Richard Russo is, in my opinion, the most talented living American novelist. That Old Cape Magic, however, is one of his least popular novels. Russo is unique in the twenty-first-century American literature in that he writes about the working class. Readers love him for it because nobody else is doing it. That Old Cape Magic is different, though, and I think many readers felt cheated that he’d suddenly publish a book about stuffy college professors who pay for luxury weddings at Cape Cod while bickering about their boring personal lives.

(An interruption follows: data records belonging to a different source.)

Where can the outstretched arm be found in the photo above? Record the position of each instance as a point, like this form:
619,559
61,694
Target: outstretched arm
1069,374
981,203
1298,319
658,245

In spite of this change in focus, though, the novel is priceless. The professors are deliciously dysfunctional and their contempt for a lot less dysfunctional Republicans and / or people without graduate degrees is hilarious. I’d also say that this is the deepest of Russo’s novels. It’s about permanence versus fluidity, and what both really mean. It’s about how impossible it is to escape from what our childhood made us be. Funny, sad, and completely absorbing, this is the kind of book that makes me pretend I have something urgent to do and instead sit in the car and read myself into oblivion.
This is true talent, my friends. Russo takes a topic as overdone as a college professor’s belated midlife crisis, and turns it into a gem. A wonderful, wonderful writer.
Everything by Russo is good except for Chances Are… That one was quite disappointing. I highly recommend his memoir Elsewhere because it’s eye-opening.